I am crying with ceaseless tears today.it feels unbearable today.i still cannot beleive that I will never see my dear daughter again.feel very lonely.
I’m part of the community team here and I’m so sorry to hear that things are extremely tough for you at the moment. Please do keep on talking here if it helps you.
It sounds like you could really do with some support and I’m wondering if you have been in touch with your local GP to ask to be referred to support services in your area?
The Samaritans are always there 24/7 if you need to talk about anything that’s bothering you (116 123, or firstname.lastname@example.org).
Thinking of you,
I have only seen the above post of yours of unbearable tears I don’t know if you posted any before this post in which you say more about your situation? But I really relate to the feeling of things ( life) being unbearable. I am so sorry for the loss of your dear daughter my heart goes out to you so much. It’s a different relashionship but I lost my mum to terminal cancer last year and we were so close lived together you could not get a stronger bond . Peas in a pod mum said. I am beyond heartbroken and like you the tears are always there and I am really struggling life does really seem unbearable I am sovery low and feel like I’m really losing it its a horrible feeling and I get intrusive thoughts and painful flashbacks memorys.

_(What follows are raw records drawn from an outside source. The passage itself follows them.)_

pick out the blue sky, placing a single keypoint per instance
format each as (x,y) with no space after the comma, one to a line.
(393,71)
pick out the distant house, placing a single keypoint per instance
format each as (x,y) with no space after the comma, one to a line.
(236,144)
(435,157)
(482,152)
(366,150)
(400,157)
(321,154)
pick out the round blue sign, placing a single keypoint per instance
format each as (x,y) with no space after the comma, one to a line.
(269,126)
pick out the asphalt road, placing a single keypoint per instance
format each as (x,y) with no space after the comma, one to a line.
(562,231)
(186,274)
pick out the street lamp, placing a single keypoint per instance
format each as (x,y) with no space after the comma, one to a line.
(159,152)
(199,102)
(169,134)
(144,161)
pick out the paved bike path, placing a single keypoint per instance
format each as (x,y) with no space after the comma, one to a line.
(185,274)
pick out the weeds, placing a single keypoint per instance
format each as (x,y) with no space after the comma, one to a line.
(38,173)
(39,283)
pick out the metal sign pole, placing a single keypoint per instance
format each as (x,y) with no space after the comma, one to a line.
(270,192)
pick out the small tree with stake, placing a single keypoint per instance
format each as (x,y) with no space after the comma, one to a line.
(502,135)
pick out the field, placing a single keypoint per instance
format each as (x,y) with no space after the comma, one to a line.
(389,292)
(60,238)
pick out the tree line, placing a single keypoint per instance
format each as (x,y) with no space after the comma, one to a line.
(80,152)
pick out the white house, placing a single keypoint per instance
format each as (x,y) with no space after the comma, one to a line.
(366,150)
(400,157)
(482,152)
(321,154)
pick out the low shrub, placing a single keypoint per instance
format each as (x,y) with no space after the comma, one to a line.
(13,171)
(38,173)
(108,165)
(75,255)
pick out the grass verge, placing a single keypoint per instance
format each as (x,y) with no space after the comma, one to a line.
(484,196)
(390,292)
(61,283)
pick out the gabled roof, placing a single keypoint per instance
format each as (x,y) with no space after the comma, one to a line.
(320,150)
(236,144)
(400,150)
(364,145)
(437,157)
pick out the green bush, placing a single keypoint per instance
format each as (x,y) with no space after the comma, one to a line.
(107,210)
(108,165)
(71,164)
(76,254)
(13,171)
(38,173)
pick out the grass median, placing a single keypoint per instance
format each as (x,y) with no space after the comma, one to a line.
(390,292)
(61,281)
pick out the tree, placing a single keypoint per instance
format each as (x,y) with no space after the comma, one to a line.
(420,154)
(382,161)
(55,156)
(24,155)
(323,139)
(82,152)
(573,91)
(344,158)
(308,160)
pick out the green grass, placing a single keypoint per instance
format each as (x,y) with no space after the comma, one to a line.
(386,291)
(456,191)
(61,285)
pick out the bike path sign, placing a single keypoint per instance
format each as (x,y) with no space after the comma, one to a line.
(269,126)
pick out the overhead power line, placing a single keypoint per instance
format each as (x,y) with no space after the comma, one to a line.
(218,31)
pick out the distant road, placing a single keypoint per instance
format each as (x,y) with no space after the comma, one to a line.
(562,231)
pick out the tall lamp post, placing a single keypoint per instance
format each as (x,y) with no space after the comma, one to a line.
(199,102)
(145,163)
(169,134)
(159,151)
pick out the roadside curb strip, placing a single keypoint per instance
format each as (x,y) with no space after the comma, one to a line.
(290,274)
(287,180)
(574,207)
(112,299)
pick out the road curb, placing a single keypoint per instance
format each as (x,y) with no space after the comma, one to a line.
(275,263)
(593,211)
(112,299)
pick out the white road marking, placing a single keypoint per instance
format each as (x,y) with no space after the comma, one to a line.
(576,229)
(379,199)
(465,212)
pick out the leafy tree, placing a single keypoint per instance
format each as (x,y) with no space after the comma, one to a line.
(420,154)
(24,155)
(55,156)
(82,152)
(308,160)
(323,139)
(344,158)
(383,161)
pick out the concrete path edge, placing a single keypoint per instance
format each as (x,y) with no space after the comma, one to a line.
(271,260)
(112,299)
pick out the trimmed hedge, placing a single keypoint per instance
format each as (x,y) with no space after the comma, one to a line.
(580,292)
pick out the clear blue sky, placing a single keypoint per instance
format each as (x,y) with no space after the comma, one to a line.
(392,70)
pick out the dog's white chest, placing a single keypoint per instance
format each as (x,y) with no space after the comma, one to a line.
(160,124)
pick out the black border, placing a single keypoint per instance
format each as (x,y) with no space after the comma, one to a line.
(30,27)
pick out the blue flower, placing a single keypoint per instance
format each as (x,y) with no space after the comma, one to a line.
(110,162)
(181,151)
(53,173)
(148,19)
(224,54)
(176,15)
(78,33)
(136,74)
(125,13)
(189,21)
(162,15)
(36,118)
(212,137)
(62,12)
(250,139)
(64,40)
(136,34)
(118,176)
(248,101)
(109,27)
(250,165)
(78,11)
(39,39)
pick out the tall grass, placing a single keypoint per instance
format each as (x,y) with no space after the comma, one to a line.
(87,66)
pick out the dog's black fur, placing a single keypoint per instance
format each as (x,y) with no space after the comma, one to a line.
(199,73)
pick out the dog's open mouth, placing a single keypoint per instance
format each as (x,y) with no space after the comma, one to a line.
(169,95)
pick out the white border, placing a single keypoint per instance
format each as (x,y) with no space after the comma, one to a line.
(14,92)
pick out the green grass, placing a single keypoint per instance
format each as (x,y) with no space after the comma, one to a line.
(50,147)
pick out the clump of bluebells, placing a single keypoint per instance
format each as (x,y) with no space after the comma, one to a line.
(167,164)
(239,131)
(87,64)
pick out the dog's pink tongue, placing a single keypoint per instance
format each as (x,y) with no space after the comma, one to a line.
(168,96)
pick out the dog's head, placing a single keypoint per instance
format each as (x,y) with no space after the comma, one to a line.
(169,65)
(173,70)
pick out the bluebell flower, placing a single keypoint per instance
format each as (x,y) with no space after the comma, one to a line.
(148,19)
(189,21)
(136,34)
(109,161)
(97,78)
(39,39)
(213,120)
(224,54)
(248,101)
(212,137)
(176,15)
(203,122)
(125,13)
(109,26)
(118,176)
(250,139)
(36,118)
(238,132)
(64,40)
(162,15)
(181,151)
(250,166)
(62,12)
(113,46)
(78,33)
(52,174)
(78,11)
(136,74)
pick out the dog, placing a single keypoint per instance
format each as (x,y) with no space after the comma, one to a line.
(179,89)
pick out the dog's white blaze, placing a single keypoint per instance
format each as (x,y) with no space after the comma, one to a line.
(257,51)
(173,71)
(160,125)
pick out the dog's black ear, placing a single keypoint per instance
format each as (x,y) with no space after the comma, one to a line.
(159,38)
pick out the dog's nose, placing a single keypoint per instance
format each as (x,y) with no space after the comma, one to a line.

Maybe you get things like that too? It’s very painfull isn’t it and overwhelming sometimes you just have to go hour by hour or 5 mins by 5 mins! As days can seem like a year! I can only imagine how you feel with losing a daughter your child but I feel it’s maybe a insult to put imagine as being childless I just don’t know. My mum lost a daughter ( my sister who was only 33 to cancer) and I saw first hand the pain and agony she went through. Life is very cruel and very unfair!! And grief is so so painful beyond words. If you ever want to chat , sound off, get angry, anything then please do I am here for you if you would like to chat. Like I’ve said my heart really does go out to you I know that’s really not much in the scale of things of grief and pain but I feel you have to cling onto any hope or anything even if it just provides a min of comfort support if that makes sense? Im also very tired( grief again- lack of sleep) and also dyslexic so excuse any spelling or grammar errors.
I’m here for you if you want to chat.